Made up of six national organizations representing a growing majority of millions of older people throughout the U.S., the Diverse Elders Coalition (DEC) advocates for policies and programs that improve aging in racially and ethnically diverse communities. NICOA has been a longtime member of the organization and works with the DEC on a variety of issues, including contributing to a curriculum to aid health care and social service providers in meeting the needs of diverse family caregivers.
The International Association for Indigenous Aging (IA2) focuses on the issues of culturally appropriate resources for Indigenous elders with Alzheimer’s disease and brain health. NICOA has partnered with the IA2 on a variety of projects. They are a prominent presence at NICOA’s conferences, where they hold multiple trainings and listening sessions.
The Leadership Council of Aging Organizations is a coalition of national nonprofit organizations concerned with the well-being of America’s older population and committed to representing their interests in the policymaking arena.
The National Congress of American Indians (NCAI) is the oldest, largest and most represented American Indian and Alaska Native organization serving the broad interests of tribal governments and communities. NICOA works in partnership with NCAI to ensure that the voices and concerns of elders are represented and supported at the national level. NICOA’s board chairman serves as the chairman of the NCAI Elder Committee.

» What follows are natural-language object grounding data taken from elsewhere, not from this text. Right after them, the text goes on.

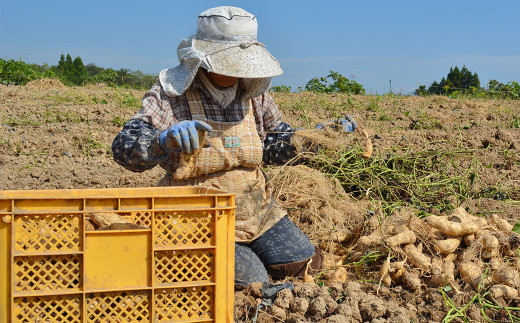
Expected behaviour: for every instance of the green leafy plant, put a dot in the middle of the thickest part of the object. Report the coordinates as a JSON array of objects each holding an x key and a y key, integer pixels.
[
  {"x": 17, "y": 72},
  {"x": 334, "y": 83},
  {"x": 280, "y": 89}
]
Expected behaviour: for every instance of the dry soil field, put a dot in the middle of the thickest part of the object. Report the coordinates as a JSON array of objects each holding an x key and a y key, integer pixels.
[{"x": 431, "y": 156}]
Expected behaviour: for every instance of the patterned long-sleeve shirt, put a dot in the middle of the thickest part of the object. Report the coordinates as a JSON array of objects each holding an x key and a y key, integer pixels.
[{"x": 137, "y": 146}]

The National Consortium on Aging Resources for Senior’s Equity was established by the Administration for Community Living in 2012 and is composed of five national minority aging organization partners, each of whom represents a major racial and ethnic minority elder population: the National Association for Hispanic Elderly, the National Asian Pacific Center on Aging (NAPCA), the National Resource Center on LGBT Aging, the National Caucus and Center on Black Aging and NICOA. The consortium works as an interconnected resource center to decrease the prevalence of disparities among racial and ethnic minority and LGBTQ elders, their families and caregivers, by providing technical assistance to the Aging Network.
The National Council of Urban Indian Health (NCUIH) is a resource center dedicated to improving the health of American Indians and Alaska Natives living in urban areas. They provide advocacy, education, technical assistance, training, leadership, and connection to urban Indian organizations who share their mission. NCUIH has provided expertise and guidance on urban Indian health needs to NICOA on an ongoing basis.

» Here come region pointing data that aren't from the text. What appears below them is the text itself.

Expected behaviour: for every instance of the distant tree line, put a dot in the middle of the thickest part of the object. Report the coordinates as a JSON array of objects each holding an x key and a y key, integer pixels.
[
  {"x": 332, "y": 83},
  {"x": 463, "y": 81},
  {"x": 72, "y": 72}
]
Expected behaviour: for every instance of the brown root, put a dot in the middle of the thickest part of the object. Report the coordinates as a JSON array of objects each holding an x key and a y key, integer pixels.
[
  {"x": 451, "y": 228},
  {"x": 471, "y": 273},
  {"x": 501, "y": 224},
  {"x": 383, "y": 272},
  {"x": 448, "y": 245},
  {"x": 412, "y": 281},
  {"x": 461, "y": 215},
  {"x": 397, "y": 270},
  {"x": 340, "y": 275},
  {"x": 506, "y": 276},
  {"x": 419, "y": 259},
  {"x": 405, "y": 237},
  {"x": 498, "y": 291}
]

The National Resource Center on Native American Aging (NRCNAA) is committed to identifying Native elder health and social issues. With education, training and technical assistance, NRCNAA assists in developing community-based solutions to improve quality of life and delivery of related support services to the Native aging populations. NRCNAA partnered with NICOA in our creation of the Tribal LTSS National Resource Center.
Partnerships for Native Health is a research program housed within the Institute for Research and Education to Advance Community Health (IREACH) at Washington State University. Partnerships for Native Health is one of the largest research organizations in the nation devoted to the health and healthcare of American Indians and Alaska Natives. They have developed a comprehensive, interdisciplinary approach to achieve their goals. They took part in the NICOA Conference in 2021 and invited members to assist in developing a research protocol to promote participation of Native people in Alzheimer’s disease research.
The Seven Generations Center of Excellence supports Native Americans working toward becoming or currently serving as mental health professionals. They offer many programs to encourage, train and retain current and future Native behavioral health professionals in Indian Country.
US Aging represents and supports the national network of Area Agencies on Aging and advocates for Services for Native Americans (Older Americans Act Title VI) that help elders and people with disabilities live with optimal health, well-being, independence and dignity in their homes and communities. US Aging has contributed to NICOA conferences and partnered with NICOA in the creation of the Tribal LTSS National Resource Center.